Her ikisi de acı dolu geçmişlerinin izlerini taşıyor, birbirlerine karşı hem güven hem de şüphe ile yaklaşmak zorundaydılar. Ancak bu karmaşık duygusal çatışmalar, onları birlikte hareket etmeye daha da yakınlaştırıyordu. Yi-joo, intikam almak için doğru zamanda doğru stratejiyi uygulamaya kararlıydı, ama Do-guk’un onunla işbirliği yapmasının ardında farklı bir motivasyon olduğunu da içten içe hissediyordu.
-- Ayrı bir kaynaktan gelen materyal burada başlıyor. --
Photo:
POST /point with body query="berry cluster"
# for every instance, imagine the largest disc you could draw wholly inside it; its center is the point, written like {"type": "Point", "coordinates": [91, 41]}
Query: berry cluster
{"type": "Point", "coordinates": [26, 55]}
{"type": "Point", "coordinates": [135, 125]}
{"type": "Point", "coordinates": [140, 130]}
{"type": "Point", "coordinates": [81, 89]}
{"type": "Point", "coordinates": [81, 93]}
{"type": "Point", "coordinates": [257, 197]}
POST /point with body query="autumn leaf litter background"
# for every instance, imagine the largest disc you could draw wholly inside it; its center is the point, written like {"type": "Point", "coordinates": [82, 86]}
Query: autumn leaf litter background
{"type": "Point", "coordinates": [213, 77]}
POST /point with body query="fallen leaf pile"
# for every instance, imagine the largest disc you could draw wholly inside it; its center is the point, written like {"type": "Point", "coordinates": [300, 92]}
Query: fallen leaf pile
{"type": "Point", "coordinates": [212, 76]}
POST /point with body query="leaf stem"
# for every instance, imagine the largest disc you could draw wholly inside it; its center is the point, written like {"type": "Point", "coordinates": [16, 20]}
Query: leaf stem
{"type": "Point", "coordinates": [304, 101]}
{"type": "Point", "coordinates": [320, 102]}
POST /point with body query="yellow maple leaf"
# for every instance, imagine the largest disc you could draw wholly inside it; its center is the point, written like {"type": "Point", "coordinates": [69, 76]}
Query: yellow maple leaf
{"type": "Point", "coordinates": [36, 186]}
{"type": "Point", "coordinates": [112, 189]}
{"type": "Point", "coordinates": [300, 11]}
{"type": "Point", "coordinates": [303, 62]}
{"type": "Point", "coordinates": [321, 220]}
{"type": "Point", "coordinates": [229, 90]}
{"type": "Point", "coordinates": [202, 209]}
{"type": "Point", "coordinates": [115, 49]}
O, sadece iş dünyasında zafer kazanmakla kalmak istemiyor, aynı zamanda Yi-joo’yu kendi amacına ulaşması için bir araç olarak görmekteydi.
Zaman ilerledikçe, Yi-joo ve Do-guk, her geçen gün daha da derinleşen bir stratejiyle, Han ailesinin karanlık sırlarını, ihanetlerini ve çökmekte olan iş imparatorluklarını gözler önüne serdiler. Yi-joo, geçmişin ona sunmuş olduğu ikinci şansı bir fırsat olarak kullanıyor, her adımda ailesinin gücünü ve itibarıyla daha fazla yüzleşiyordu. Ancak her şeyin intikamla sona erip eremeyeceği, Seo Do-guk’un planlarının ne kadar derinleşeceği ve bu ortaklığın sonunda ikisinin birbirine duyduğu güvenin ne olacağı büyük bir belirsizlik içinde kalıyordu.
Han Yi-joo, intikamını almak için her şeyi göze almıştı. Ancak Seo Do-guk ile olan işbirliği, onu sadece geçmişin acılarından değil, aynı zamanda kendi kalbinin karanlık köşelerinden de sorgulamak zorunda bırakacaktı. Kimse, bu yolculukta kimin kiminle işbirliği yaparak kimden intikam alacağını tahmin edemezdi. Belki de intikam almak, gerçekten istediği şey değildi. Belki de aradığı şey, sadece özgürlük ve kendi kimliğini yeniden keşfetmekti.